Holly Jahangiri said...

About your halfway intelligent heroine, calling 911? I asked my mother, once, why there were no loving, effectual mothers in Disney movies. She said, "Because then the girls would never have gotten into these predicaments, and there would BE no story!"

It's a point worth noting. ;)

Akum said...

I feel the same... Amen to the Police part

Morgan Mandel said...

That first one we like to call the Too Stupid To Live person.

Morgan Mandel
http://morganmandel.blogspot.com
http://www.morganmandel.com
http://bloodredpencil.blogspot.com

Unknown said...

Something tells me V. received some pretty lame manuscripts to read lately and just couldn't hold in. LOL
I agree that boring dialogues can ruin the whole read and a mystery book should not look like an instruction booklet on "How to use a hair dryer - for idiots".

Vivian Zabel said...

Oh, A., How did you know? *laugh*

Holly, if there wouldn't be a story unless some poor female was too dumb to do the logical thing, then we have very uncreative writers. Oh, that's right (refer to comment by Nocturnal Intellect), according to some of the slush pile I've waded through, we do have some very uncreative (poor) writers.

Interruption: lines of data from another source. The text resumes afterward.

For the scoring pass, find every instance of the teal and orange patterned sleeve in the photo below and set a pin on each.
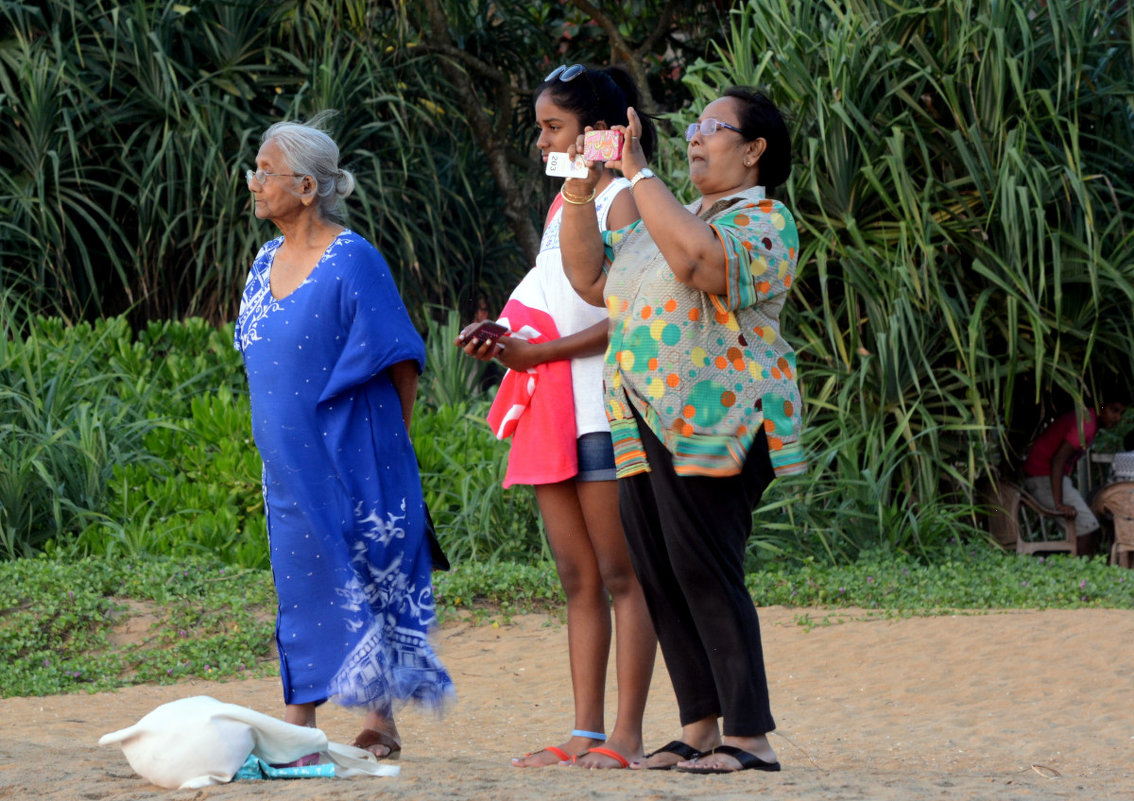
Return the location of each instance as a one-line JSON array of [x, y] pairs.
[[761, 247]]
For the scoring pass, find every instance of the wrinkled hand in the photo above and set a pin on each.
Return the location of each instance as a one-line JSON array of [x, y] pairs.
[[633, 156]]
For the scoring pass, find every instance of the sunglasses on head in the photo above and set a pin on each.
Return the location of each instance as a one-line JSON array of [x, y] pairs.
[[565, 73]]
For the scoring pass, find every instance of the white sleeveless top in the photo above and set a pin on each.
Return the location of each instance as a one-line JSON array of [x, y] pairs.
[[572, 314]]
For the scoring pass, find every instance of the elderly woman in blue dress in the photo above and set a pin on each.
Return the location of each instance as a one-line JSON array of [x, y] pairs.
[[332, 361]]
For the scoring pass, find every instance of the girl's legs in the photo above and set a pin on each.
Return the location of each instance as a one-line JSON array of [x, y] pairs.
[[587, 614], [636, 644]]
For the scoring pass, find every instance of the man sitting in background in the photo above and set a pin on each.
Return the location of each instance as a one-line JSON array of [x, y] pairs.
[[1052, 457]]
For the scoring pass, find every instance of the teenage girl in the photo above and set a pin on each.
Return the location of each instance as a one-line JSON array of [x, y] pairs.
[[576, 489]]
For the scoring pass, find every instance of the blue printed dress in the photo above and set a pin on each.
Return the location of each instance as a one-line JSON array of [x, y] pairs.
[[341, 492]]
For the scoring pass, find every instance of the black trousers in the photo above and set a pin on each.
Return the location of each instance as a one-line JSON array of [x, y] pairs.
[[686, 538]]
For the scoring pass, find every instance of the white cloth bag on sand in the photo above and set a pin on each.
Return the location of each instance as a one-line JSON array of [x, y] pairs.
[[199, 741]]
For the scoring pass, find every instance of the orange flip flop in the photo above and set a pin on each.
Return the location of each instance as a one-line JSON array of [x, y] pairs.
[[623, 761]]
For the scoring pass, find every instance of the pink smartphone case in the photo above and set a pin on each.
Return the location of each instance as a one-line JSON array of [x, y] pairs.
[[602, 145]]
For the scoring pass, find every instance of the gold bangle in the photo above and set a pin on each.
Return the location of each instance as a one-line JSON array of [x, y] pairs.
[[575, 200]]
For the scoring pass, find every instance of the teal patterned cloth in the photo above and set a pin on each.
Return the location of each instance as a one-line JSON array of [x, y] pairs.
[[255, 768]]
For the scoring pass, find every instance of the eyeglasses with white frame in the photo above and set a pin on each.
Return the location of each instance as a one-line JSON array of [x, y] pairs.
[[262, 176], [708, 127]]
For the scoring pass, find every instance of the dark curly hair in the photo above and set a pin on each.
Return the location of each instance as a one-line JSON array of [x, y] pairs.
[[602, 95], [760, 118]]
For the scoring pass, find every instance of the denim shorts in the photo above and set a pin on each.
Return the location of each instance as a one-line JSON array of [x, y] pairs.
[[595, 457]]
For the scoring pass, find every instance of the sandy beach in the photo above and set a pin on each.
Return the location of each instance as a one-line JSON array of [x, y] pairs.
[[1021, 705]]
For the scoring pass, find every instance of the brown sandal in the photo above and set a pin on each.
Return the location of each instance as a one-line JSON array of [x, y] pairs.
[[373, 736]]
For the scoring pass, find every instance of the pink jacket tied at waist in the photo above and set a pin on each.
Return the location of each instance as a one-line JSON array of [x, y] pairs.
[[535, 407]]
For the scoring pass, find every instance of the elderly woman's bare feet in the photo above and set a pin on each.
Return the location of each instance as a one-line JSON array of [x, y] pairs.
[[379, 736]]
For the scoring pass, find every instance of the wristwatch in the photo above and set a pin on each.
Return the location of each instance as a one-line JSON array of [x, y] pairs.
[[644, 173]]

Morgan, yes, the too-stupid-to-live character.

Mark Troy said...

There's certainly a lot of what some people call "as you know, Bob" on CSI where information is passed for the reader's benefit, not the character's who should know already. Maybe we should update the lexicon and call such dialogue "as you know, Grissom."

OTOH, I think the main attraction of CSI is the info the writers dump on the viewer, whether it's through an "as you know, Grissom" or through a graphic showing a bullet traveling through a human brain. Overall, I think they do a good job of dumping it on us without making us feel dumped on.

Unknown said...

Viv,
Thanks for the tips. I'm working on my first real 'mystery', and these were most helpful...especially the keeping a clue from the reader. I would have thought it added a hook that kept the reader turning pages. I'm new to this genre, so I appreciate the tips. BTW...love seeing Anne Carter on your page. I knew her when she was a pirate a few years back. :)

Heidiwriter said...

Good advice!
Thanks for stopping by my blog. I'm having trouble with the time organization myself!

Heidi
http://heidiwriter.wordpress.com

Holly Jahangiri said...

Oh, she's not stupid - stupid is when the heroine hears the creepy music and climbs the darkened staircase, anyway, despite the audience shouting, "No! Don't go up the stairs! Call 911! Get out of the house - NOW! @#$%! idiot, you deserve to die, b@#$%."

Holly Jahangiri said...

Your example isn't stupid. She's...plucky. Foolhardy. Brave, but prone to poor impulse control.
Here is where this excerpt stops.